Currently — February 28th, 2023

What you need to know, currently.

The climate emergency is fueling a rise in human-wildlife conflicts, according to a paper published in Nature Climate Change.

The paper looked at 49 cases of human-wildlife conflict on every continent except Antarctica and in all five oceans. It revealed that from mosquitos to humans to elephants, conflicts affected all major wildlife groups.

As climate change looms over us — food, water, and safe shelters are fewer and farther between, forcing animals and humans alike to move to new places, including previously uninhabited ones.Changes in the climate result in loss of livelihoods and jobs, as well as damage to property, which in turn, affects our behaviors as people.

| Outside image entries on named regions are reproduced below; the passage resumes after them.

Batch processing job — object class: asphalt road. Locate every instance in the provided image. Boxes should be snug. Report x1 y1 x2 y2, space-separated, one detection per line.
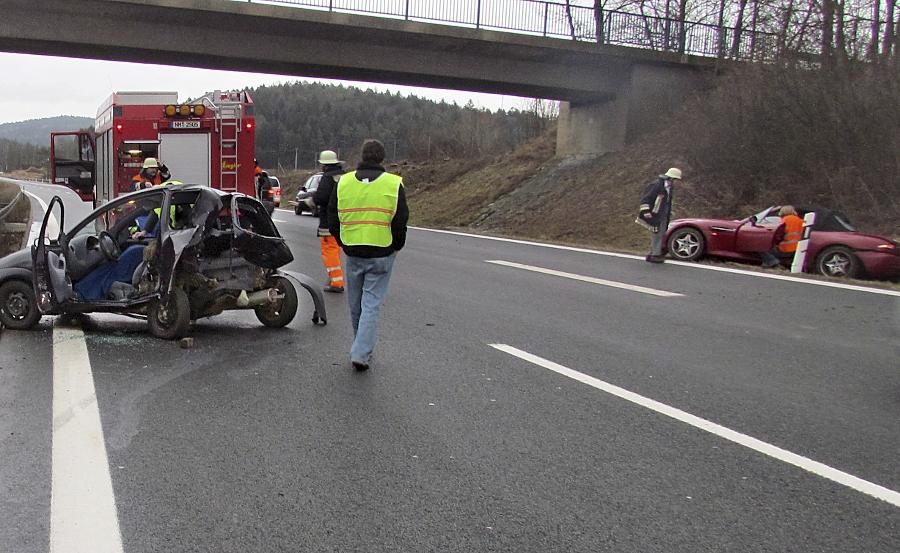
0 211 900 553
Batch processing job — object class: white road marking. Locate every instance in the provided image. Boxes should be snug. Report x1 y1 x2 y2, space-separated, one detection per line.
409 227 900 297
485 259 684 298
22 188 59 244
488 344 900 507
50 327 122 553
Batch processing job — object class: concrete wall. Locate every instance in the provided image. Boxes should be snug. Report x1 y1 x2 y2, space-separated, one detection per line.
556 64 707 157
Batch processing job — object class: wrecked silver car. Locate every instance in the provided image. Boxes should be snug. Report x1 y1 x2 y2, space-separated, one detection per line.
0 185 327 339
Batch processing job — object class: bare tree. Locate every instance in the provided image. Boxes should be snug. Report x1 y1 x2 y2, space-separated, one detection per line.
594 0 605 44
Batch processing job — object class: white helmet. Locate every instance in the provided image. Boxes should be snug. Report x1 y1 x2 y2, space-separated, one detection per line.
319 150 343 165
664 167 681 180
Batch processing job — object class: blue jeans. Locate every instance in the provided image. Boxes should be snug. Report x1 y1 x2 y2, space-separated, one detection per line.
344 254 397 364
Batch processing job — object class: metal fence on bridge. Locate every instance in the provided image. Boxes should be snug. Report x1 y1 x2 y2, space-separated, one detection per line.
248 0 778 61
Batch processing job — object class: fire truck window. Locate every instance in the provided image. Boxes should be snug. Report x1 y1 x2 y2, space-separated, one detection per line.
53 134 79 162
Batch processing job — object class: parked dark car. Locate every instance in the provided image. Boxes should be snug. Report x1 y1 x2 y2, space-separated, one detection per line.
666 206 900 280
0 185 326 339
294 173 322 217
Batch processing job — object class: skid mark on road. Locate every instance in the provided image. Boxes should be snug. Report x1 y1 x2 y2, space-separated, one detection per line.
488 344 900 507
50 327 122 553
485 259 684 298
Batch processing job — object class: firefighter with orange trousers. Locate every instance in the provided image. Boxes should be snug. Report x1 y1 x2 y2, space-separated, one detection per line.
763 205 803 267
313 150 344 294
131 157 172 190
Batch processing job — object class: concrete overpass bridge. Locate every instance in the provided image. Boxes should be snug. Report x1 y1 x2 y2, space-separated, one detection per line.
0 0 760 155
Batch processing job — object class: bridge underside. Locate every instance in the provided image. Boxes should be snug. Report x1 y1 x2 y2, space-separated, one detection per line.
0 0 712 154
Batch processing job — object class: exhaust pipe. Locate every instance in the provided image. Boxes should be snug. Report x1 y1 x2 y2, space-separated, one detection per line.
236 288 284 307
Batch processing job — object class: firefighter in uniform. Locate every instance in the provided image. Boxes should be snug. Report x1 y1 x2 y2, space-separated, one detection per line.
131 157 172 190
313 150 344 293
763 205 803 267
328 139 409 371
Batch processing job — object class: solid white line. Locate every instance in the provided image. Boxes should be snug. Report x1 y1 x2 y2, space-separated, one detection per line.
50 327 122 553
488 344 900 507
485 259 684 298
409 227 900 297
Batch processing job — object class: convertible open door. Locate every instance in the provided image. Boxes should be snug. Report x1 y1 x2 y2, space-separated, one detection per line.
31 196 75 314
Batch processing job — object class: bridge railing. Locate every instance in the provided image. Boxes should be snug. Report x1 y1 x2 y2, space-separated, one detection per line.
248 0 778 61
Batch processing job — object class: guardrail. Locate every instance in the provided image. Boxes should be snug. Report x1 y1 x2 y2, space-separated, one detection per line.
247 0 779 61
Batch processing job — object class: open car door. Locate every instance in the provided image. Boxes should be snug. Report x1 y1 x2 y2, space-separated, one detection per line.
734 216 780 253
50 131 97 202
31 196 75 314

In more than 80 percent of case studies, changes in temperature and rainfall were the most common causes of conflict, while the most common outcome was injury or mortality to people (43 percent of studies) and wildlife (45 percent of studies).

In Sumatra, forest fires following an El Niño-induced drought drove tigers and elephants to new ranges, causing at least one human death. Animals might also be becoming more nocturnal to avoid deadly hot temperatures during the day, resulting in more attacks on livestock at night, when people are asleep. This can lead to retaliatory killings.

Blue whales are changing their migration timings as marine heatwaves grow in frequency and intensity, increasing collisions with ships. In the melting Arctic, polar bears are forced to hunt for food on land, leading to more human-polar bear interactions in certain places, like the Canadian town of Churchill, Manitoba, known as the “polar bear capital of the world.

“Recognising the connection between climate change and human-wildlife conflict is essential for anticipating, and ultimately addressing, new and intensified human-wildlife interactions in the 21st century and beyond,” the researchers concluded.